I have always been a Star Wars fan. I remember watching the original trilogy over and over again with my dad when I was little. I collected the toys. I watched the TV movies and specials. As I got older, I grew to enjoy other things and, while I still loved me some Star Wars movies, I never really got into the expanded universe that had been created. I knew a little, but didn't read any of the books or comics.
My limited knowledge helped me to understand some of the events that influenced STAR WARS: RIPTIDE , which takes place over 40 years after the end of Return of the Jedi, but I was still in the dark in a few places. The feeling really grabbed me when I realized this was a continuation from a previous book, Star Wars: Crosscurrent. Events from that book led right up to the beginning of this one. I initially felt like I had started watching a TV show in the middle of the season. A little more explanation of what was happening and who some of these people were would have been helpful. If nothing else, a little line on the front of the book stating it was a sequel would have alleviated a bit of the initial confusion for those who may pick up this book looking for a standalone story.

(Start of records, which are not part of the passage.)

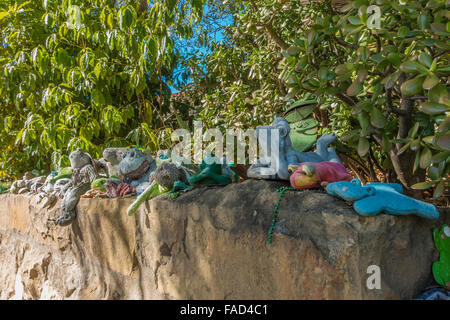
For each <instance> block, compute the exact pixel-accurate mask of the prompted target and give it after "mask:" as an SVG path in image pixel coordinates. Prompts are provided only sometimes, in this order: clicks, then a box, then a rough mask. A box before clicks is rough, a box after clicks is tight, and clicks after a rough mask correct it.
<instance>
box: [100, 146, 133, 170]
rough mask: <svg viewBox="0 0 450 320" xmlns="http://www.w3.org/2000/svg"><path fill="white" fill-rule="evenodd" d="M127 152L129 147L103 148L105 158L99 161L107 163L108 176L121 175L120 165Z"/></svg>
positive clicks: (106, 166)
mask: <svg viewBox="0 0 450 320" xmlns="http://www.w3.org/2000/svg"><path fill="white" fill-rule="evenodd" d="M125 152H127V148H106V149H105V150H103V158H102V159H100V160H99V161H100V162H103V163H104V164H105V166H106V168H107V170H106V171H107V175H108V177H111V176H119V173H118V165H119V163H120V161H122V159H123V154H124V153H125Z"/></svg>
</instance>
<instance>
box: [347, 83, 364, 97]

Once I started to get a handle on the characters, setting, and events I really enjoyed the story as it unfolded. The characters were fleshed out pretty well, aach with their own motivation and personality, including R-6, the only droid in the book. On this note, however, Mr. Kemp is guilty of an easy misstep as the antagonists were more interesting than the protagonists. I would often become disappointed when the narrative moved away from the clones or the Umbarans, who were also chasing them. The clones had a more diverse set of personalities. In ways, they were sympathetic. The Umbaran assassins were mysterious and just plain cool. They could almost control shadows and wear them like a cloak. Their ability to sever both Jedi and Sith's connection to the Force was something I had never seen before either.
The story moved along at a nice pace and built to a rewarding climax that had me flipping pages pretty quickly toward the end. My biggest complaint in the pacing area goes back to the character introductions. I would have liked to have seen more backstory on where these people came from. I could have focused more on the story in the first quarter of the book if I didn't have to keep trying to remember who was who and why they were where they were. But the story ended solidly and left it open for spin-offs for some characters.

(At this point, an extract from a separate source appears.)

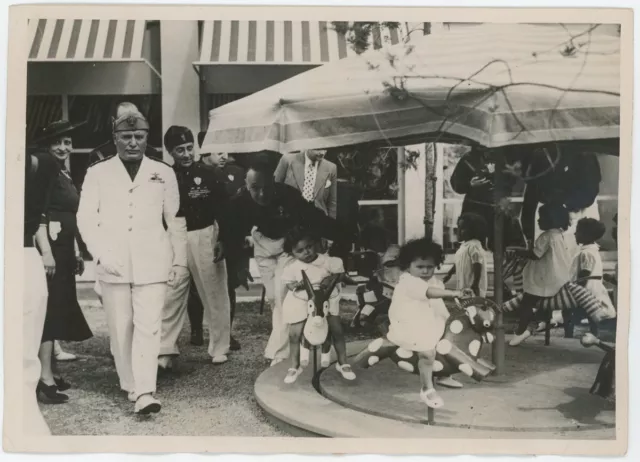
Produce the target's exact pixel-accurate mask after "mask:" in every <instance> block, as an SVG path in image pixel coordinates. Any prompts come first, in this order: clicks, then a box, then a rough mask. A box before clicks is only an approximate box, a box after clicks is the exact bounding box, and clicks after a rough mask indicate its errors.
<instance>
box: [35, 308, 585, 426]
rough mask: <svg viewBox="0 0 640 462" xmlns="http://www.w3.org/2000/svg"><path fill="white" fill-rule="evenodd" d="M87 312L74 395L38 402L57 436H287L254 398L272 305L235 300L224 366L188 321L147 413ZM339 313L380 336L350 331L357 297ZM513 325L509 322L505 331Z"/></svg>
mask: <svg viewBox="0 0 640 462" xmlns="http://www.w3.org/2000/svg"><path fill="white" fill-rule="evenodd" d="M83 311H84V313H85V316H86V318H87V321H88V322H89V325H90V326H91V327H92V329H93V332H94V337H93V338H92V339H90V340H88V341H86V342H82V343H70V344H64V348H65V350H67V351H70V352H73V353H75V354H77V355H78V357H79V359H78V360H77V361H74V362H70V363H61V364H60V370H61V373H62V375H63V376H64V377H65V378H66V379H67V380H68V381H69V382H71V383H72V385H73V388H72V389H71V390H69V391H68V392H66V393H68V394H69V396H70V400H69V402H68V403H66V404H62V405H43V404H41V405H40V408H41V409H42V412H43V415H44V417H45V419H46V420H47V422H48V424H49V426H50V428H51V431H52V433H53V434H54V435H156V436H159V435H171V436H286V435H285V434H284V433H282V432H281V431H280V430H278V429H277V428H275V427H274V426H273V425H271V424H270V423H269V422H268V421H267V418H266V416H265V414H264V413H263V411H262V410H261V409H260V407H259V406H258V404H257V403H256V401H255V399H254V396H253V384H254V382H255V380H256V378H257V377H258V375H259V374H260V373H261V372H262V371H263V370H264V369H265V368H266V367H268V365H269V364H268V361H267V360H266V359H265V358H264V357H263V352H264V347H265V345H266V342H267V339H268V336H269V332H270V323H271V316H270V313H269V310H268V309H265V312H264V314H262V315H260V314H259V304H258V303H257V302H247V303H240V304H239V305H238V309H237V314H236V320H235V321H234V326H233V334H234V336H235V337H236V338H237V339H238V340H239V341H240V342H241V344H242V350H241V351H239V352H235V353H234V354H232V355H231V356H230V361H229V362H228V363H226V364H223V365H220V366H214V365H213V364H211V363H210V361H209V356H208V355H207V351H206V347H205V346H202V347H194V346H192V345H190V344H189V332H190V330H189V329H190V328H189V323H188V322H186V323H185V327H184V329H183V332H182V334H181V337H180V340H179V345H180V348H181V352H182V355H181V356H180V358H179V360H178V361H176V362H174V367H175V369H176V370H175V371H174V372H172V373H171V374H169V375H167V376H163V377H161V378H159V380H158V392H157V396H158V398H159V399H160V400H161V401H162V404H163V408H162V411H161V412H160V413H159V414H156V415H153V416H147V417H139V416H136V415H135V414H134V413H133V404H132V403H130V402H129V401H127V398H126V395H125V394H124V393H123V392H120V390H119V387H118V379H117V375H116V372H115V366H114V363H113V361H112V360H111V358H110V357H109V345H108V337H107V326H106V319H105V315H104V311H103V309H102V308H101V307H100V305H99V303H98V302H97V301H94V300H89V301H84V302H83ZM341 311H342V316H343V323H344V325H345V331H346V337H347V341H352V340H357V339H362V338H371V337H372V336H374V335H375V334H374V333H369V334H366V333H364V334H363V333H353V332H349V329H348V327H347V325H348V322H349V320H350V318H351V316H352V315H353V313H354V311H355V303H353V302H345V301H343V302H342V305H341ZM508 324H510V323H508ZM510 328H512V327H511V326H510V325H508V327H507V332H508V333H509V332H510V330H509V329H510ZM582 331H583V328H580V330H578V331H577V332H576V334H579V333H581V332H582ZM553 335H554V336H558V335H562V330H561V329H556V330H555V331H554V332H553ZM509 366H510V367H528V368H531V367H532V366H533V364H531V363H529V364H518V363H517V362H516V364H513V363H512V362H510V364H509ZM536 366H539V367H541V368H544V367H545V365H543V364H540V365H536Z"/></svg>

In short, any big Star Wars fan already familiar with the Expanded Universe will want to pick this up. If you are new to it, I would suggest finding a better jumping on point and coming back to this one.
When a ship full of Sith warriors arrived in Galactic Alliance space, the fight to destroy it accidentally uncovered a deadly menace: a long-hidden group of clones, secretly created as insidious weapons capable of wielding the Force and heedless of the differences between light side and dark side. Now the clones have escaped -- and evidence suggests they are flawed by genetic disease and violent madness.
Jedi Knight Jaden Korr pursues the clones, hoping to heal them but prepared to destroy them. What he doesn't know is that Sith agents are hot on his heels, determined not only to recover the clones for their Master but to capture Jaden for their own dark-side purposes. In a life-or-death battle, Jaden will confront a shocking reality that will rock him to his core and bring him face-to-face with the question of what makes a man... and a Jedi.